Orchestrating end-to-end machine learning workflows with Watson Pipelines

Archived content

Archive date: 2024-12-10

This content is no longer being updated or maintained. The content is provided “as is.” Given the rapid evolution of technology, some content, steps, or illustrations may have changed.

Automating day-to-day data and machine learning tasks on the cloud can be difficult for data scientists because they must set up the equivalent cloud environment for their machine learning development and be able to automate all of the machine learning tasks with programmatic logics such as sequential, parallel, conditional, and looping. However, a new beta service in Watson Studio, Watson Pipelines, can help with orchestrating an end-to-end flow of assets from creation through deployment. With Watson Pipelines, you can build your machine learning pipelines with different Watson Services such as AutoAI and DataStage by using a simple drag-and-drop graphical interface. You can also schedule these pipelines as cron or repeated jobs to automate your day-to-day machine learning lifecycle.
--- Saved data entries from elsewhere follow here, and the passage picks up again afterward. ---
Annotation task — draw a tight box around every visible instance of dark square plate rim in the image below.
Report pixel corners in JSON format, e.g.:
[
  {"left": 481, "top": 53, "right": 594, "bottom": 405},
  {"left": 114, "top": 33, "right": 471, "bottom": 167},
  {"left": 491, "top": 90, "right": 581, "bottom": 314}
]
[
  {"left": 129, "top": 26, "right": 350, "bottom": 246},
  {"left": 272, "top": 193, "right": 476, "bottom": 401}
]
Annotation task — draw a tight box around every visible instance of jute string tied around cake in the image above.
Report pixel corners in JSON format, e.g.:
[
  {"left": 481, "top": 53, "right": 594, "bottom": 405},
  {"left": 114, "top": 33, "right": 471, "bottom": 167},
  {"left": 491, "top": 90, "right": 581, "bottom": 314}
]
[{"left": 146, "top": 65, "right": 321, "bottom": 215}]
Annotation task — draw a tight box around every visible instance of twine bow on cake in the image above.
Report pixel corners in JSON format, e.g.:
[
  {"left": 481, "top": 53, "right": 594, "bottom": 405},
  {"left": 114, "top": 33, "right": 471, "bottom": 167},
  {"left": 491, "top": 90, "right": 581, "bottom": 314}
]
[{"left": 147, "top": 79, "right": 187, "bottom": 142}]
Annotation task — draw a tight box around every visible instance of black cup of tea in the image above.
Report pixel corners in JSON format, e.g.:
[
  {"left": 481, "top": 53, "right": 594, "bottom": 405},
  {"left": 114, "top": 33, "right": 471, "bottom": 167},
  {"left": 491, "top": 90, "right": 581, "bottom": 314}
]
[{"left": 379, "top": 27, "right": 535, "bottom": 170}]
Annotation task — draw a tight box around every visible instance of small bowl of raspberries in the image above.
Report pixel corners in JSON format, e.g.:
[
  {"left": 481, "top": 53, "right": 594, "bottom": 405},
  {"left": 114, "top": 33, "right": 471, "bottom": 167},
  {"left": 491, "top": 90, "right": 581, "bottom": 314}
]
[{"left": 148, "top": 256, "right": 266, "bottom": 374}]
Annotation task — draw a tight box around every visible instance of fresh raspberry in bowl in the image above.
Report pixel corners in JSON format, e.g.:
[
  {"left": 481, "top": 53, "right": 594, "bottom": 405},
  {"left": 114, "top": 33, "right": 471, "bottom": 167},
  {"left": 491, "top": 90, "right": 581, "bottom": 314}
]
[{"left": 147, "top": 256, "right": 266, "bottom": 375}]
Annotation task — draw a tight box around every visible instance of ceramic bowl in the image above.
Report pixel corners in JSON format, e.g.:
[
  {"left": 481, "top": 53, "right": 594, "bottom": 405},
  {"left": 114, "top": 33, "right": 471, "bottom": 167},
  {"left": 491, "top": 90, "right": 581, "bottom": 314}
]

And, you can try it out for free on your new and existing Watson Studio projects.

In this tutorial, learn how to create an automated pipeline that can take your existing data to train multiple models with hyperparameter optimization by using AutoAI, then deploy the best-selected model into production on a web service by using the Watson Machine Learning Service. You create a gallery sample pipeline "orchestrate an AutoAI experiment" for this tutorial that uses a bank marketing data set that is related to direct marketing campaigns of a Portuguese banking institution. This sample pipeline builds a binary classification model to predict whether the client will subscribe to a banking term deposit.

Learning objectives

In this tutorial, learn how to:

Create a Watson Studio project
Associate IBM Cloud services to Watson Studio projects
Create and run Watson Studio Pipeline assets with AutoAI
Deploy production models with the Watson Machine Learning Service

Prerequisites

To complete the tutorial, you need an IBM Cloud account.

Estimated time

It should take you approximately 30 minutes to complete this tutorial.

Steps

Step 1. Create a new project on Watson Studio

Go to https://dataplatform.cloud.ibm.com/, and log in.
Click Create a project, then Create an empty project to create a new empty project.

Step 2. Associate the Watson Machine Learning Service for AutoAI

Associate the Watson Machine Learning Service for this project to run the AutoAI example pipeline.

Click the Manage tab, then click Services & Integration. Click Associate service, then New service +.
Choose the Machine Learning service.
If you don't have an existing machine learning service, you can create a lite machine learning service for free to run this tutorial.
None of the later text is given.